1893.07.24.De A. E. Monod - Worms Josse et Cie Marseille

NB : La copie image de ce document de très mauvaise qualité n'a pas été conservée. 

24 juillet 1893
MM. Worms Josse & Cie
Paris

Messieurs,
Nous vous confirmons notre lettre du 22 courant, croisée avec la vôtre du même jour, dont le contenu est noté avec remerciements.
Nous avons le regret de vous informer que nous avons été joués par le capitaine du ‘'[Turenne]'. Quel a été son mobile ? À quelles influences a-t-il obéi ? C'est ce que nous finirons sans doute par découvrir. Surtout si vous voulez bien nous y aider.
Ainsi que nous vous l'avions dit, le capitaine, dès son arrivée, a été extrêmement cordial et gracieux. Il nous a exprimé ses regrets de nous avoir fait défection lors de son précédent voyage ; nous a déclaré qu'il s'en était d'autant plus repenti qu'il avait été horriblement mal servi, ainsi que le constatait le rapport adressé par son chef mécanicien à l'ingénieur de la compagnie, M. Simon ; enfin, nous a promis que nous pouvions compter sur sa commande.
Quelques jours après... changement d'attitude : hésitations, tergiversations, finalement refus de nous donner un ordre ferme par crainte de se compromettre sans une autorisation de ses armateurs, mais toujours désir apparent de traiter avec nous. C'est alors que nous vous avons télégraphié.
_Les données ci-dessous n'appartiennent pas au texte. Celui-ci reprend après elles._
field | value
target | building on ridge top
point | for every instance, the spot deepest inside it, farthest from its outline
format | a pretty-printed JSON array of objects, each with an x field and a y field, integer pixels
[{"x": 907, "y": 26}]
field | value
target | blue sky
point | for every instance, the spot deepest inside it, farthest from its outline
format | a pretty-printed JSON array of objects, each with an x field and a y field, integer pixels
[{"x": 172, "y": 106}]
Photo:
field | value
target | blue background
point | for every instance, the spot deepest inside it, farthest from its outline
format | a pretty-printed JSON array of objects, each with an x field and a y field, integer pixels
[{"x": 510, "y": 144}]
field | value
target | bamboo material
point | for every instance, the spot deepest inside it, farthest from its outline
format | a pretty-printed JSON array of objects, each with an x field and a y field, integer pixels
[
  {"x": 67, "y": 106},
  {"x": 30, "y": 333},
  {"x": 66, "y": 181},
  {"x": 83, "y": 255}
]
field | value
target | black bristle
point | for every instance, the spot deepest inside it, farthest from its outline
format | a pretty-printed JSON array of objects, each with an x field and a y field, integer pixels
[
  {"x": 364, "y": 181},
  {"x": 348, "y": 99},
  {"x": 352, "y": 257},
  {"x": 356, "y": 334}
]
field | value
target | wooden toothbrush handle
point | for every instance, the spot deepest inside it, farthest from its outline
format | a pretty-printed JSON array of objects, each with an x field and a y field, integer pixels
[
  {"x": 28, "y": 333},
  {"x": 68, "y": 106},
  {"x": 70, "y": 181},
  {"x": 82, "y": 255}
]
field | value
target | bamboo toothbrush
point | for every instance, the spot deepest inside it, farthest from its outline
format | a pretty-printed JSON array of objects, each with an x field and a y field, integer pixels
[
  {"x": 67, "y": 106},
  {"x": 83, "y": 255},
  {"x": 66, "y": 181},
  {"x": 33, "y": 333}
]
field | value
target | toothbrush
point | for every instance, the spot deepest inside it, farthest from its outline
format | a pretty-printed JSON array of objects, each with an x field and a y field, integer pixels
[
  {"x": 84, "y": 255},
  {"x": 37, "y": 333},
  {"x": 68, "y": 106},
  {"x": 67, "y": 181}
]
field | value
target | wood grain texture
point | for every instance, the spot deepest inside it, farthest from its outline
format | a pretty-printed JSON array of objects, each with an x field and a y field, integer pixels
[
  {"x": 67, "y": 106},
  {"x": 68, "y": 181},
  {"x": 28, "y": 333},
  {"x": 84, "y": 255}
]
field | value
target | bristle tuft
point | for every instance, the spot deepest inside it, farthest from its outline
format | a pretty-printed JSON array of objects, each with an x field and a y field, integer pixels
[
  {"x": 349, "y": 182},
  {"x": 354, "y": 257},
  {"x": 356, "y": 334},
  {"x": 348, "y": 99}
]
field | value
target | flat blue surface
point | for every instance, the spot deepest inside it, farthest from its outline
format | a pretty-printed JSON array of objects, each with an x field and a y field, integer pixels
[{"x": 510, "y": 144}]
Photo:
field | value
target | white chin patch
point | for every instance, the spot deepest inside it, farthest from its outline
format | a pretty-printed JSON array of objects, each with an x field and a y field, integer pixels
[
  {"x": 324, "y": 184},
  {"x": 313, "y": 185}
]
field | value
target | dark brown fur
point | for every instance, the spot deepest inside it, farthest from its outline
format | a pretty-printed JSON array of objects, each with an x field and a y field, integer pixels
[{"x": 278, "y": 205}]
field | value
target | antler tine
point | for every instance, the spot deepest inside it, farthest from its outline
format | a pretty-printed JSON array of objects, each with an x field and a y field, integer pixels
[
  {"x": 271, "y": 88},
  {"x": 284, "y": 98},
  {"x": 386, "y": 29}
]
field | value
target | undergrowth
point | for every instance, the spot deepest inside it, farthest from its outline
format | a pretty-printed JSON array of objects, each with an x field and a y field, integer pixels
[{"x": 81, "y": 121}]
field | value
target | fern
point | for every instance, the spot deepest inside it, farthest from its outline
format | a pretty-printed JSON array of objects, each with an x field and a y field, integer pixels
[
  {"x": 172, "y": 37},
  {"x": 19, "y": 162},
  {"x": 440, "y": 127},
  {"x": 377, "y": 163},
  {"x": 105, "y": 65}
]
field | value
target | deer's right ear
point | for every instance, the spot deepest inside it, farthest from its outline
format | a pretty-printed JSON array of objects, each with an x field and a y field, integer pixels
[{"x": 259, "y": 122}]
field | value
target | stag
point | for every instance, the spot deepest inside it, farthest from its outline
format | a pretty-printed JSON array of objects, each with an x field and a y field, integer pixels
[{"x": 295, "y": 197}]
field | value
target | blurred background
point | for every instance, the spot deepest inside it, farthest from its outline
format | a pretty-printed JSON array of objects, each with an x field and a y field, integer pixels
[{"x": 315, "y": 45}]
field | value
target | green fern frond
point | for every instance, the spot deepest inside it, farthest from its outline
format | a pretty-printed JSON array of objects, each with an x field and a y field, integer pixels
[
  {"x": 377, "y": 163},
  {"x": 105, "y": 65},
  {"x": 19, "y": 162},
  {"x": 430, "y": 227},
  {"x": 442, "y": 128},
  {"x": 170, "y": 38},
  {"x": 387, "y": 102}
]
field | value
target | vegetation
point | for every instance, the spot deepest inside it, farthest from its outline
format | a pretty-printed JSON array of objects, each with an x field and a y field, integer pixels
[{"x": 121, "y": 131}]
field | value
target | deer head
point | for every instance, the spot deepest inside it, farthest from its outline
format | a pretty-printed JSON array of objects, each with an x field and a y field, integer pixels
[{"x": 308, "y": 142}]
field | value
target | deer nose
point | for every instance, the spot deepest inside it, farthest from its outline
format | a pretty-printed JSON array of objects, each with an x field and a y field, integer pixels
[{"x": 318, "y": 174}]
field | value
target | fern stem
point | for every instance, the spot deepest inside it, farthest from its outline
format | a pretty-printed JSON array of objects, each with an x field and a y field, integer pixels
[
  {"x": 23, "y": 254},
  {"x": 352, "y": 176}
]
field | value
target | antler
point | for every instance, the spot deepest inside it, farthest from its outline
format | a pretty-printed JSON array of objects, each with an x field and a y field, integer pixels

Nous ne doutions pas que votre réponse fût de nature à lever tous scrupules et toutes difficultés, lorsqu'à notre grand désappointement, nous avons trouvé ce matin le capitaine absolument décidé à s'adresser à MM. [M. P.], ce qu'il a fait, malgré nos protestations et pressantes instances, malgré l'avis de son chef mécanicien qui ne comprenait pas que son rapport, si défavorable, fut écarté de la sorte.
Pour s'excuser auprès de nous et tâcher d'expliquer son revirement, le capitaine a mis en avant divers prétextes :
1. Au dernier voyage, ses armateurs lui avaient donné ordre d'aller chez [M. P.] ; ils n'avaient pas depuis lors révoqué cet ordre, et, dans ces conditions, il ne lui était pas possible de prendre sur lui de risquer de les mécontenter.
2. Il avait eu des difficultés avec notre maison du Havre et craignait que cela ne fût à recommencer.
3. Le représentant à Marseille de ses armateurs ne nous était pas sympathique et a fait probablement agir sur eux pour nous écarter.
Etc., etc.
Le premier et le deuxième prétextes invoqués n'ont aucune valeur dans l'espèce. Le troisième pourrait être plus sérieux. Car nous savons que M. le [capitaine de Lallement] n'était autrefois pas très bien porté pour notre maison de Marseille. Cependant, comme c'est un ami personnel de l'écrivain, qu'il lui a exprimé toute sa sympathie et tout son contentement lors de sa prise de direction, qu'il lui a affirmé sur l'honneur qu'il n'était pour rien dans la décision du capitaine ; qu'il se désintéressait absolument de la question charbon, source pour lui de trop d'ennuis dans le passé, etc., etc., nous aurions un peu de peine à croire à une action directe de sa part.
Mais alors, quoi ?
On nous dit que M. [S.], l'ingénieur de MM. [M. P.] est venu à Marseille quelque temps avant la défection de ses capitaines - qu'il est très sensible à certaines attentions - que MM. [M. P.] qu'il a beaucoup vus les lui ont prodiguées dans le présent et pour l'avenir - qu'enfin, ce serait peut-être avec ce personnage qu'il faudrait s'aboucher et s'entendre pour avoir quelque chance de regagner la clientèle perdue.
Nos vous donnons le renseignement, qui est peut-être un racontar, pour ce qu'il vaut. Vous en tirerez les conclusions et en ferez le profit que vous jugerez utile.
Veuillez agréer, Messieurs, nos salutations très distinguées.